Configuration files are hard



  • Our group's most senior engineer is the smartest guy in the company. Unfortunately, that doesn't mean he can write good code. This is how his application reads its configuration file:

    /* Must re-load config since setup could have changed */
    config = fopen (filename, "r");     /* Check for config file */
    if (config == NULL)
    {
        printf ("\nConfiguration file not found, exiting...\n");
        getchar();
        exit (0);
    }
    fscanf (config, "%s %d %d %d %d %x %x %d %d %d %d %d %s %d %d %d %d %d %d %d %d %x %d %x %x %x %d %d %d",port,&baud,&footype,&ftype,&retrycount,&mask,&rfl,&xyzsize,xyztype,&passcount,&verbo,&portnum,station,&keyenab,&abc_delay,&footype2,&ftype2,&prdydelay,&ppagedelay,&rst_tim,&spdabc,&(unsigned short) lptport,&silence, &abc_read, &resetable, &customid, &obit, &disptype, &hardtype);
    port[5] = '\0';
    fclose (config);
    

    First, I'd like to point out the variables footype and ftype. The 'f' in ftype stands for 'foo'. No one who has ever dealt with this code knows the difference between footype and ftype. Same goes for footype2 and ftype2.

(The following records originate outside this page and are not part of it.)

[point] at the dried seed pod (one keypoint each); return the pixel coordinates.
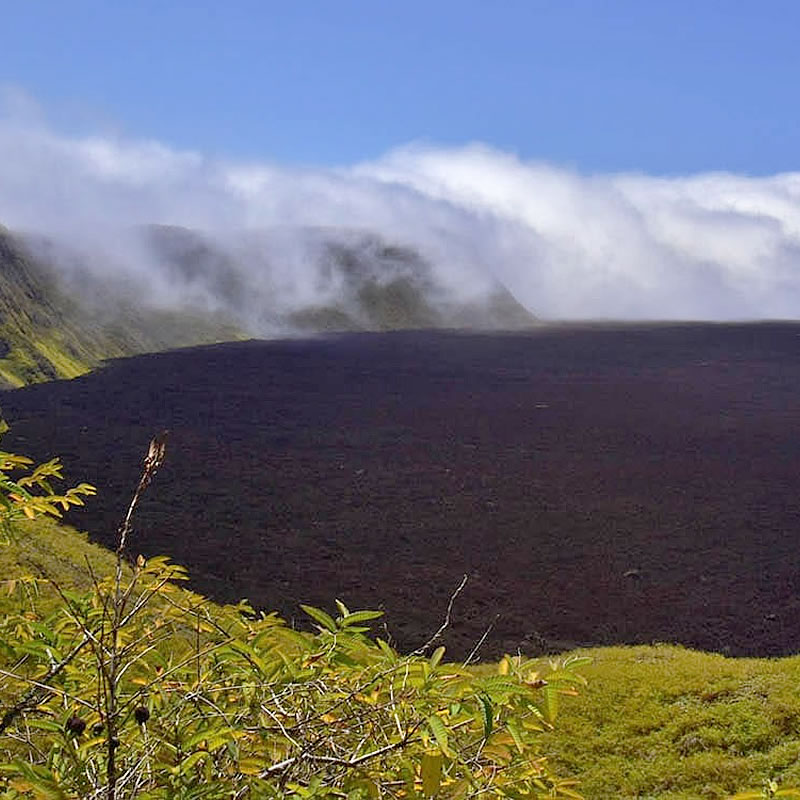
(75, 725)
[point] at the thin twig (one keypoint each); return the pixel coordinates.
(436, 636)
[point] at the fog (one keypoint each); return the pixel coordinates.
(568, 245)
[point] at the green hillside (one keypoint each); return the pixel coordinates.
(47, 333)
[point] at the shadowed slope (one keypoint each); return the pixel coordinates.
(599, 484)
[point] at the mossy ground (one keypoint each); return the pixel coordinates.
(670, 723)
(654, 721)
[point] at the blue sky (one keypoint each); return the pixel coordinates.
(657, 86)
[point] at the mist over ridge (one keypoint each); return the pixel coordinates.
(710, 246)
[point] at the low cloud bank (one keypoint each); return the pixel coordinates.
(568, 246)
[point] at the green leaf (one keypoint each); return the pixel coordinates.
(431, 773)
(317, 614)
(436, 657)
(360, 616)
(488, 715)
(343, 610)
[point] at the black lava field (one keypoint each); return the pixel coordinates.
(598, 483)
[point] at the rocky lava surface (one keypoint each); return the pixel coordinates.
(597, 483)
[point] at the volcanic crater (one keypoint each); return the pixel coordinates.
(597, 483)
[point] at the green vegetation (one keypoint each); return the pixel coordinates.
(137, 688)
(46, 333)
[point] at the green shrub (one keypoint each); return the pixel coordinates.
(139, 688)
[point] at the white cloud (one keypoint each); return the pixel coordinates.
(710, 246)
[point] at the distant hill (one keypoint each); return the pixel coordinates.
(49, 329)
(64, 309)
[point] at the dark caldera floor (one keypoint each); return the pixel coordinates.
(598, 483)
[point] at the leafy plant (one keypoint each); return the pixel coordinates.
(26, 491)
(139, 688)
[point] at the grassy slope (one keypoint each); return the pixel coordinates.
(46, 334)
(654, 722)
(666, 722)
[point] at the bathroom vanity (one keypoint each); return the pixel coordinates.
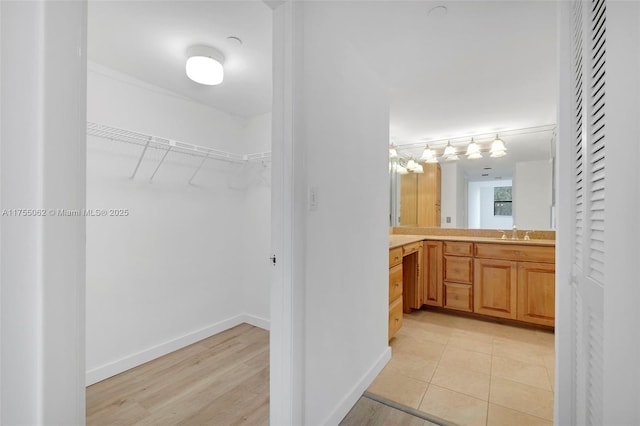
(481, 275)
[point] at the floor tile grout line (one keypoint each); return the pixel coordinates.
(416, 413)
(523, 412)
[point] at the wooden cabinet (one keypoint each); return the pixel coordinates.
(420, 197)
(505, 280)
(457, 267)
(395, 290)
(412, 276)
(429, 195)
(536, 293)
(495, 287)
(432, 273)
(395, 317)
(458, 296)
(515, 281)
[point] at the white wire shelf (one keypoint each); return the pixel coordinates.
(170, 145)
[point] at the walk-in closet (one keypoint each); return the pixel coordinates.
(178, 194)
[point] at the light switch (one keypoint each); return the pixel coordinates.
(313, 199)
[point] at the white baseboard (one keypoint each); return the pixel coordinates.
(123, 364)
(349, 400)
(259, 322)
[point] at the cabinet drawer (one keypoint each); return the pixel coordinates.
(458, 269)
(395, 282)
(544, 254)
(395, 256)
(395, 317)
(458, 296)
(458, 248)
(411, 248)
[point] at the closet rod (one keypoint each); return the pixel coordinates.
(122, 135)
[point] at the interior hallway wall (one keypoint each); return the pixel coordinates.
(343, 117)
(256, 228)
(171, 271)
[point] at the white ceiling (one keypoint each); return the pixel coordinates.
(484, 66)
(149, 40)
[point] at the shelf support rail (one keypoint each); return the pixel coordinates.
(122, 135)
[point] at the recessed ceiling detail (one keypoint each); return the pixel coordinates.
(235, 41)
(438, 11)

    Since the config file is one long text string of unnamed values, it is too easy to screw up if you try to edit it by hand. So the engineer wrote another program to make it easier to change the values. You can probably guess that there's a massive corresponding fprintf in there.

    His main application actually runs in multiple processes simultaneously (basically he launches his exe multiple times). So you have multiple processes that need this configuration, and a separate process that writes the configuration while the other processes are still running. This has never worked very well: processes running with different configurations, inconsistent configurations, race conditions, etc.

    The engineer's "solution" to this problem was to re-read the configuration file every time he needs any value from the file, hence the comment "Must re-load config since setup could have changed". This block of code was copy-pasted almost two dozen times throughout his code. Need to add a new setting to the configuration file? Search-and-replace every instance of the massive fscanf and hope you don't miss one. At least all of his code is in one file (several thousand lines long).

    The one time I got involved in this mess, I suggested to the engineer that he should at least put all of this in a function so he wouldn't have to search-and-replace. He thought that was a good idea, but he didn't really get what I was saying. Now this block of code only appears 7 times.


  • I survived the hour long Uno hand

    Configuration files are Software Engineering is hard

    FTFY

    (also, holy fuck shit.)



  • Count the wtfs...

    I don't like sscanf. I prefer using our strsplit() helper function or the SkipSpaces/SkipNonSpaces macros when dealing with whitespace-delimited files.



  • At least he didn't use strtok.



  • strtok() is best avoided, as using strtok_r() is little extra effort. I do prefer the strsep() semantics, but that doesn't skip multiple adjacent separators which can be nice sometimes.

    These, of course, have the additional downside of writing to your input buffer so you may need to make a copy (like if you need to show the whole line in an error message later).

    So many ways to solve the same problem.



  • I've always thought it was kind of annoying that there are so many similar-but-slightly-different formats for configuration files. I didn't expect to read about someone who has never seen any of them.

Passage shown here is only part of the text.